Quintard Hall

Picture Perfect

Postcards from University Archives depict yesterday’s Sewanee in timeless style.

 


The staff and work-study students of University Archives and Special Collections recently completed the cataloging and organization of its collection of Sewanee postcards. Alongside the brightly colored glossy photo cards dating from the 1960s to the present is an impressive collection of postcards from the first half of the 20th century that depict a Sewanee that few people alive today can recall.

Many of these cards bear the imprint of the Albertype Company, a Brooklyn, N.Y.-based publisher of postcards and viewbooks that was founded to take advantage of recent innovations in photomechanical printing. From 1890 to 1952, the company produced more than 25,000 “albertypes,” which employed a then-new technique to make prints from photo negatives.

Many of these hand-colored cards depict scenes—mostly individual buildings—that appear quite different today, if they exist at all: All Saints’ Chapel before its completion, Fulford Hall before its renovation, teams of horses plowing the fields behind Quintard Hall. But evidence of Sewanee’s timelessness appears in other photos—St. Luke’s Hall, Johnson Hall, Morgan’s Steep—that could have been taken yesterday.


All Saints’ Chapel with the temporary roof that covered the building before the final stage of construction began 1957.


This postcard, titled “Library and Walsh Memorial,” bears a postmark from 1944.


Carnegie Hall, which served as the University’s primary science facility for over 50 years.

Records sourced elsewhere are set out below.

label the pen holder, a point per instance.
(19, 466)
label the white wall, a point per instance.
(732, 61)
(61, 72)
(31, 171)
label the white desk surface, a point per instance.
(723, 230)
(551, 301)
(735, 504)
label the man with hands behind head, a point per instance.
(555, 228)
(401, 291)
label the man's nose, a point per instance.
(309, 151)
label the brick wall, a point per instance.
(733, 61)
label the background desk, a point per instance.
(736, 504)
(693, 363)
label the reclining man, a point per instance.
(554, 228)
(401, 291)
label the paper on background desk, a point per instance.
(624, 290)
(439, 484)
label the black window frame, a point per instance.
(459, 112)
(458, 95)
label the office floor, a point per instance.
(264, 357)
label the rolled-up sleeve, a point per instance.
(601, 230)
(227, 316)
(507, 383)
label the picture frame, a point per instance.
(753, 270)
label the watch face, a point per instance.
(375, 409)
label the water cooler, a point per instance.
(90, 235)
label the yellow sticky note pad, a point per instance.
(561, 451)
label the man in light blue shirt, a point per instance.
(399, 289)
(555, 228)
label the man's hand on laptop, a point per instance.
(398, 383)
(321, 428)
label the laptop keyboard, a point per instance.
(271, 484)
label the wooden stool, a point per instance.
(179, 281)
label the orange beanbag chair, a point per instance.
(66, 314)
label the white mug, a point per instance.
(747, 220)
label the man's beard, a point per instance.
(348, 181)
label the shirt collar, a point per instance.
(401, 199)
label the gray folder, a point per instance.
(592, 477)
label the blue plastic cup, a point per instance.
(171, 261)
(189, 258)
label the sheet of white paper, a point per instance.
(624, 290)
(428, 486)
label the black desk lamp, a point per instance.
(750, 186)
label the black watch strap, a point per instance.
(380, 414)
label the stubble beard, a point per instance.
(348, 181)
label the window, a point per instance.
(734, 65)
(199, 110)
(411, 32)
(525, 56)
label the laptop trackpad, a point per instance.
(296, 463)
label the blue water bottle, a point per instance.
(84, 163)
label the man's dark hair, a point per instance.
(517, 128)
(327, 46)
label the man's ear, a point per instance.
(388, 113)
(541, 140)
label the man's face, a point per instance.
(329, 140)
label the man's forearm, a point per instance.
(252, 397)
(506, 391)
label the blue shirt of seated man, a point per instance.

Cleveland Keith Benedict, who served as dean of the seminary, owned and lived in Fulford Hall from 1910 to 1922. Upon leaving Sewanee, Benedict gave Fulford Hall to the University, where it has been used ever since for a variety of purposes.


The Delta Tau Delta fraternity house, which has been expanded several times since its construction in 1885, is the oldest continuously used fraternity house in Sewanee.


The building now known as Elliott Hall served as the Sewanee Inn for many years. The serial number on this postcard from Curt Teich & Company dates it from 1929.


St. Luke’s Chapel, completed and consecrated in 1907, was built in memory of the Rev. Telfair Hodgson. A postmark on this card dates it to 1912.


The original Hoffman Hall, built in 1899, was the University’s first residence hall. This postcard depicts the new Hoffman Hall, which was completed in 1922 after the first building burned.


This postcard was produced in 1929, just three years after the completion of Johnson Hall.


The first Kappa Alpha house in Sewanee was built in 1887. The house has retained its original arched entry even after three fires—1897, 1915, and 1972—ravaged the building.


This 1929 postcard shows the Kappa Sigma house, completed in 1922, which now serves as home to University Archives and Special Collections.


Manigault Park is named for Charlotte Manigault, who made the gift that funded the construction of St. Luke’s Hall for the School of Theology in 1876.


Morgan’s Steep


Natural Bridge


This 1929 postcard shows the original Phi Gamma Delta house, which was destroyed by fire in 1960.


This card, postmarked 1909, shows Quintard Hall between its construction in 1900 and when it burned in 1919. (It was rebuilt by 1924.) Quintard contained classrooms and dormitory space for the Sewanee Grammar School, later the Sewanee Military Academy.


St. Luke’s Hall, completed in 1878, was home to the School of Theology until 1984.


This 1936 postcard shows the Tuckaway Inn, which served students and guests until becoming a University residence hall in 1957.


Thompson Union served as the University’s student union beginning in 1917. Fire destroyed its upper floors in 1950.